Highlights of BNP Paribas Asset Management’s asset allocation – Long Covid


Below, the main highlights of the asset allocation report by Denis Panel, Head of MAQS and Daniel Morris, Chief Market Strategist at BNP Paribas Asset Management, are presented.

“We believe confidence in the growth outlook could weaken in the near term, especially given recent weakness in China, ‘stagflation risk’ and a worry-dominated earnings season. of ‘squeeze the margins’. Longer term, we continue to favor equities over government bonds as growth strengthens, inflationary pressures abate and central bank support only slowly wanes. ” Denis Panel, Head of MAQS.

Highlights include:

Macro Europe – A positive outlook, but vulnerable

Europe is more vulnerable to disruptions from the post-containment reopening than the United States. The increase in natural gas prices is more damaging as it is a much more important source of energy for the region and the manufacturing industry accounts for a larger share of the economy, especially in Germany.

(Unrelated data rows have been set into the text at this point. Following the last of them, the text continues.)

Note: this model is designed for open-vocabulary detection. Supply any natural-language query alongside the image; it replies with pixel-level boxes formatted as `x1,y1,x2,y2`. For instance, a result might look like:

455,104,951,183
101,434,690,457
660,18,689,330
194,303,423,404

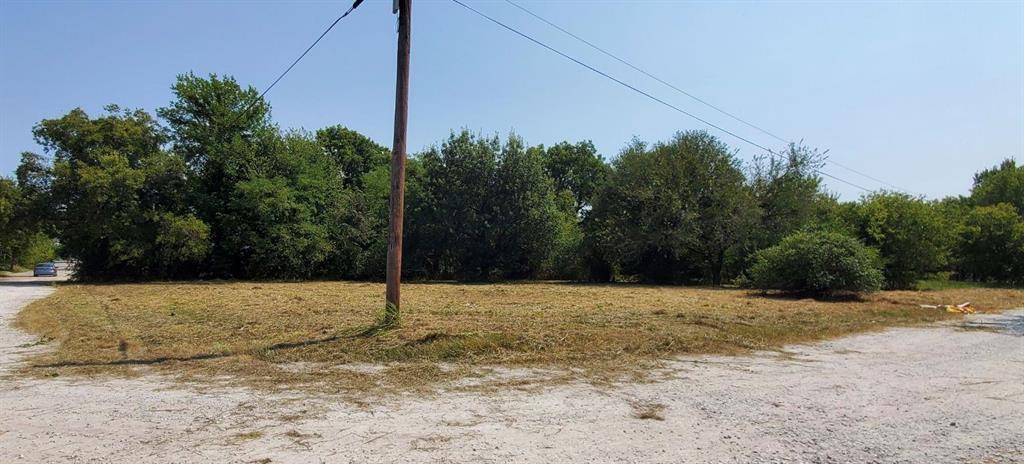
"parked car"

However, the outlook remains positive. Consumer confidence has held up despite lingering concerns over Covid and rising prices. So far, soaring energy prices have not derailed spending. Supply and energy problems are expected to ease, EU support funds will be disbursed, labor market dynamics remain favorable, excess savings are high and travel rules relaxed. should boost tourism.

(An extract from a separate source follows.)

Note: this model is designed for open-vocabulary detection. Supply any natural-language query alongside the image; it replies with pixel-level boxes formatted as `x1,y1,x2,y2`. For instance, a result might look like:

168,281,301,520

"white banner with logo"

For the first time in a long time, core inflation is now hovering around the ECB’s target. Our calculation of seasonally adjusted monthly changes in the components of core inflation, however, shows cooling pressures. We expect core inflation to fall below the 2% target by the end of next year. Upside risks include increases in the minimum wage, offset by easing tensions in the supply chain.

Macro US – Headwinds

It has become clear that supply chain bottlenecks and inflation will last longer than expected. We expect core inflation (as measured by the Personal Consumption Expenditure Index) to rise for another year, to around 4.4%, before falling back to 2% in 2023.

To cope with rising prices, households are likely to tap into some of the savings they accumulated during the pandemic.

The US Federal Reserve can be expected to raise its projections for future interest rates – in the ‘dot plot’ – in December and prepare the market so that this does not come as a surprise.

Macro China – Beijing to the rescue?

China has recently faced many challenges: real estate developers in debt, outbreaks of Covid infection, flooding and now power shortages. However, the government’s efforts to boost supply and curb demand have led to a sharp drop in coal prices. They could decline further in the coming weeks, as increased imports add to coal and gas supplies.

As Chinese growth slows, many observers expect further government action to stimulate a rebound by increasing credit. The credit boost has often led to economic growth in China for around six months.

Markets and central banks

Our medium-term outlook is optimistic: solid growth, moderate inflationary pressures and accommodating monetary policy. In the short term, we are concerned that confidence in the growth outlook may erode, especially given the weakness of China. Stagflation is one of the main concerns for investors.

As the markets have now assimilated the inflation news and concerns about real estate developers in China have faded, earnings are the focus. Despite concerns about pressure on margins, published results were surprisingly strong. As labor supply and shortages weighed on the minds of CEOs, the ability of many companies to pass price increases on has helped maintain margins.

At the same time, yields on 10-year US Treasuries rose further, driven almost entirely by inflation expectations as well as rising core inflation in the United States. The market sees inflation rising higher for longer as the Covid disruptions persist, energy prices rise and rent inflation is set to accelerate in the United States.

Market expectations for what central banks will deliver have changed. The US Federal Reserve is now expected to hike interest rates more frequently – twice by the end of 2022. Expectations about the ECB’s policy are also shifting in a market increasingly skeptical of its inflation rhetoric ” temporary “.

We expect the ECB to try to push back on this opinion by emphasizing that it expects rates to stay at their current levels or below until at least the end of 2022. It will be important for them to emphasize that rate hikes are unlikely in 2022 and 2023. Otherwise, markets can assume that rates will rise further later.